Ce n’est pas le choix qu’ont fait ses auteurs. D’ailleurs, avaient-ils le choix ?

Le texte de la charte, comme il l’indique lui-même, n’avait pas pour vocation de fournir une orientation principielle d’inspiration islamique destinée à concilier une vie religieuse authentique avec une authentique citoyenneté.

Ce texte répondait à une autre commande, de nature politique.

C’est ce que dit clairement l’article 6.

« La présente « charte des « principes », a pour objectif, clairement énoncé, de lutter contre toute forme d’instrumentalisation de l’islam à des fins politiques et/ou idéologique. Les signataires s’engagent donc à refuser de s’inscrire dans une quelconque démarche faisant la promotion de ce qui est connu sous l’appellation « islam politique ». Nous luttons avec détermination contre tout mouvement ou idéologie dont le projet détourne notre religion de son véritable objet et tente de créer des rapports de force et des fractures dans notre société. »

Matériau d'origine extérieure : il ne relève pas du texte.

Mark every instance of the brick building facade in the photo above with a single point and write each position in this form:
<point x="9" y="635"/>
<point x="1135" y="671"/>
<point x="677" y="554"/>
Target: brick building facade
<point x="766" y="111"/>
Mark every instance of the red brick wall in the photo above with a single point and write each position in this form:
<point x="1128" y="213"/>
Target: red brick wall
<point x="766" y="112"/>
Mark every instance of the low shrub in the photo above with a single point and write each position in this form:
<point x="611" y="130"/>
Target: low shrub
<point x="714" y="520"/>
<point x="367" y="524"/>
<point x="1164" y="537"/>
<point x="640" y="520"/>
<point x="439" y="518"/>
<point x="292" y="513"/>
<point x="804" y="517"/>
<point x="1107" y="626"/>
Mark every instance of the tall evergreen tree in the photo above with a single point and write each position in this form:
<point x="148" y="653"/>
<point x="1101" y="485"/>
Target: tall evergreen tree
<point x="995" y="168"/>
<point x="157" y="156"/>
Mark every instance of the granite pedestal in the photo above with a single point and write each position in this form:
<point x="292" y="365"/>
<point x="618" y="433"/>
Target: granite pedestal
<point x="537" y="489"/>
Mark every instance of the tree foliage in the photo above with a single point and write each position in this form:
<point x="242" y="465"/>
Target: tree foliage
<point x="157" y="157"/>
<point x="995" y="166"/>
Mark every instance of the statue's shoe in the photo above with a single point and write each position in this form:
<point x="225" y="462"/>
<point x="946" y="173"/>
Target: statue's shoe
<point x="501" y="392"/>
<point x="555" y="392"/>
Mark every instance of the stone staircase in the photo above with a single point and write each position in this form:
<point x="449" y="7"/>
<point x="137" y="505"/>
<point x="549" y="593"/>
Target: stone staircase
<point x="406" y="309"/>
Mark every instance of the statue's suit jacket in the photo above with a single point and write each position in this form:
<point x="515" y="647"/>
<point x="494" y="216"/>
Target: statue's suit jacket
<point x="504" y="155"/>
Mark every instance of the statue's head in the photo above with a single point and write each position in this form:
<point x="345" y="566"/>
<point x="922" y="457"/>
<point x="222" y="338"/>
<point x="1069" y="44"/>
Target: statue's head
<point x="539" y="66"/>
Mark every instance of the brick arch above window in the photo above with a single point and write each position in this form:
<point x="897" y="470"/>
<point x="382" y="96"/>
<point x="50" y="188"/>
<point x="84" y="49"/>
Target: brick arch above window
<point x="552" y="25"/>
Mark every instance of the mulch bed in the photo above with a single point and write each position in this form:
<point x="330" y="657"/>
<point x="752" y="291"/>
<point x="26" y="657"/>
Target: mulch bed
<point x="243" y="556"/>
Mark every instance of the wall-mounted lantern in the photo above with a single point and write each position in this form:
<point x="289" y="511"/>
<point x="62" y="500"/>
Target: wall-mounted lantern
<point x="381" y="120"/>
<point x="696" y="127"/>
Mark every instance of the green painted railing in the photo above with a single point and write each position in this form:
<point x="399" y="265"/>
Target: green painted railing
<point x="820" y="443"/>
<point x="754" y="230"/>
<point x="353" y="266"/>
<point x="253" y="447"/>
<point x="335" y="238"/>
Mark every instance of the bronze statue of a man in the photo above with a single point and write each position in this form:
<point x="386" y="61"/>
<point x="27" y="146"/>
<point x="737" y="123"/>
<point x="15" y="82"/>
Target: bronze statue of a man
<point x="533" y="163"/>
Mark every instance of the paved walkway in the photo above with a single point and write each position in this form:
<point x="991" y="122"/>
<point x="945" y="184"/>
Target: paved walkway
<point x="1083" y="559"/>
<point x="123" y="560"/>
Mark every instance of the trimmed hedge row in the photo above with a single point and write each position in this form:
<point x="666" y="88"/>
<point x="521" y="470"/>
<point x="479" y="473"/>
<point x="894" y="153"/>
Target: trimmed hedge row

Cet objectif a été effectivement préalablement défini par le président de la République au cours de son discours des Mureaux et formalisé par la loi confortant les principes républicains ou loi contre le séparatisme, qui n’a pas encore été voté.

La même remarque peut aussi être faite sur l’islamophobie et ce qu’en dit le chapitre 9. Là-encore, cette exigence répond à une demande politique des autorités.

Le texte de la charte verbalise, selon une exigence à la fois implicite et explicite des autorités, la reconnaissance par les signataires de cette charte de la suprématie inconditionnelle de la République sur toute religion, toute croyance, toute divinité.

Cette suprématie n’est plus seulement temporelle mais s’aventure dorénavant sur le terrain du spirituel.

Une lecture raisonnable centré sur l’article 1 de la loi de 1905 pouvait laisser penser aux fidèles que la séparation annoncée entre l’Etat et les Eglises leur permettrait de conserver des libertés religieuses.

Il n’en sera rien. Désormais, l’Etat (et non la République, c’est-à-dire la chose publique et par extension les citoyens) dispose d’un pouvoir discrétionnaire sur les religions, sur leurs doctrines et par incidence sur les croyances des fidèles.

Dans une démarche pas très éloignée du spinozisme, l’Etat peut s’ingérer et définir la norme, c’est-à-dire ce qui est acceptable et ce qui ne l’est pas, au sein des canons religieux et au nom de cette suprématie républicaine et de la hiérarchie qu’elle impose.

Si les Textes religieux autorisent cette lecture, ce sera tant mieux car cela facilitera l’exercice de cette souveraineté.

Autrement, les responsables du culte auront la charge délicate de procéder à une modification et à une mise en règle des pratiques, des préceptes et des croyances religieuses conformément à la volonté du Souverain, et le souverain en exercice réel dans la cinquième République, c’est le chef de l’Etat (et non le peuple qui n’est qu’un faiseur de rois).